Of course, growth is tough when you've got a bunch of brands in freefall. AB has been losing share in the premium segment for years, and the decline is redlining with young drinkers who are uninterested in the products and largely unreachable via traditional advertising channels. It's a serious problem.

That reality is driving investment in the so-called High End, which expanded with the acquisition of several craft breweries in 2015. Expect a continuation of that theme in 2016, as spending will reach a new, unspecified high. The High End segment likely represents the best chance they have to offset declines through the rest of their portfolio.

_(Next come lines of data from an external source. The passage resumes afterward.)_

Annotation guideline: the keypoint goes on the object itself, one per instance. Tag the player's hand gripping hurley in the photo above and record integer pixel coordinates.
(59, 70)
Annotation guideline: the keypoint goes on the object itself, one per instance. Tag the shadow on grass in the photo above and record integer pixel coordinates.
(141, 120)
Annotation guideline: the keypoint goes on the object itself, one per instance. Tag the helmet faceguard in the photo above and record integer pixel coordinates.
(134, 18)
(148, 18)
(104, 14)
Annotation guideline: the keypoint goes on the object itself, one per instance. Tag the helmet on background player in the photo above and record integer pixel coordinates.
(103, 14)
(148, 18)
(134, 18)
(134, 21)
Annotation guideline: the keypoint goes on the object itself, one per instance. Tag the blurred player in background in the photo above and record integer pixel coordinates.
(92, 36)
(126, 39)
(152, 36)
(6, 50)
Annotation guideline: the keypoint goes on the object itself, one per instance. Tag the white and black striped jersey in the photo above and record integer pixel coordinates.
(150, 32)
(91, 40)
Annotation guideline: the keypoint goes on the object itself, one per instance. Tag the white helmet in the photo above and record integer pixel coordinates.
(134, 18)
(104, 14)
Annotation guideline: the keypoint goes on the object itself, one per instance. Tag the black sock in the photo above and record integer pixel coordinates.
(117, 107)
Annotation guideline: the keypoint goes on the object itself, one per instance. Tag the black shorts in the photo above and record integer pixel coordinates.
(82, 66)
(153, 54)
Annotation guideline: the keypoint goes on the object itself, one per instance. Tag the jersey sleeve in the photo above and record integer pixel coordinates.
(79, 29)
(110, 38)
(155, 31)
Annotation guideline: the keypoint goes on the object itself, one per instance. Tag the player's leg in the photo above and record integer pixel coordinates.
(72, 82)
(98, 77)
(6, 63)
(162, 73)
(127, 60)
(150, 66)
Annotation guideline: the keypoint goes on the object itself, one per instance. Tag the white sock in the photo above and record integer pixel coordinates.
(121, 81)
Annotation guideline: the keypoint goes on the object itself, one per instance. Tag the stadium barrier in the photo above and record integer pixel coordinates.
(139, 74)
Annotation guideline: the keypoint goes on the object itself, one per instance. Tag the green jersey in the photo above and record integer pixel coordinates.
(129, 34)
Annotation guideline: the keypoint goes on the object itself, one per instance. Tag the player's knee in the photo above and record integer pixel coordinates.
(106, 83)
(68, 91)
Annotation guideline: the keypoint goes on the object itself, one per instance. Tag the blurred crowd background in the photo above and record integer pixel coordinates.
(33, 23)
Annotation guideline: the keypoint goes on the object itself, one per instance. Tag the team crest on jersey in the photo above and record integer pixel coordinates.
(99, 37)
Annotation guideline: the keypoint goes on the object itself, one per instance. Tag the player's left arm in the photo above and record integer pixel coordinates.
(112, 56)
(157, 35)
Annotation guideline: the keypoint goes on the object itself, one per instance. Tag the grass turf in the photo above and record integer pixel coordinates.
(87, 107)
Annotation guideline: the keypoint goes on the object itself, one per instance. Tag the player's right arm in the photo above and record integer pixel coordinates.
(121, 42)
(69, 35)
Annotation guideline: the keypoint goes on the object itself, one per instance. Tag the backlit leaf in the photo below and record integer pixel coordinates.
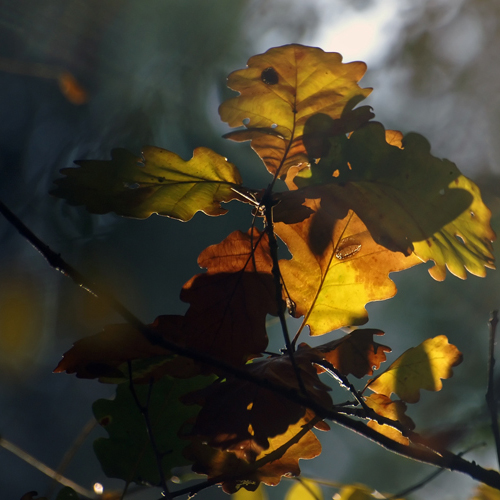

Their goal with the High End segment is aggressive. They hope to double whatever the growth rate is in craft beer. If craft hits 20 percent growth this year, AB wants the High End to reach 40 percent. It's probably unrealistic, but that's what happens when you're desperate to grow your numbers and your new product pipeline is vacant.

They do have winners in the High End. Goose Island IPA, now brewed in factories everywhere, had a big year in 2015. AB wants it to be the #1 IPA in the land this year. Its other craft minions, including 10 Barrel, Elysian and Blue Point, also did well. Then there's Stella Artois, which was up 20 percent and will receive additional investment in an effort to double volume within a few years.

Along the lines of refusing to quit on flat-lining brands, the suits are determined to revive the fortunes of Shock Top, their very own fake craft brand. They are upping the ante considerably, spending more out of the gate than they did all of last year. Among other things, that money will buy Shock Top a Super Bowl spot. You won't want to miss it. Trust me.

The best I've saved for last. Bud Light, which has been in steady decline in recent years, will get the biggest investment ever. The guys simply refuse to quit on their pet brand. Instead, they'll leverage their connection with the NFL, including several Super Bowl ads and team cans. Some cities will even get NBA cans, apparently. Because everyone knows the road to improved brand identity and credibility is paved with fancy new packaging.

Some people say the guys at AB don't have a sense of humor. But that can't be true. When you stubbornly hang onto flagging brands and your only winning strategy is buying up your competition because you don't have any new ideas of your own, you better have a sense of humor.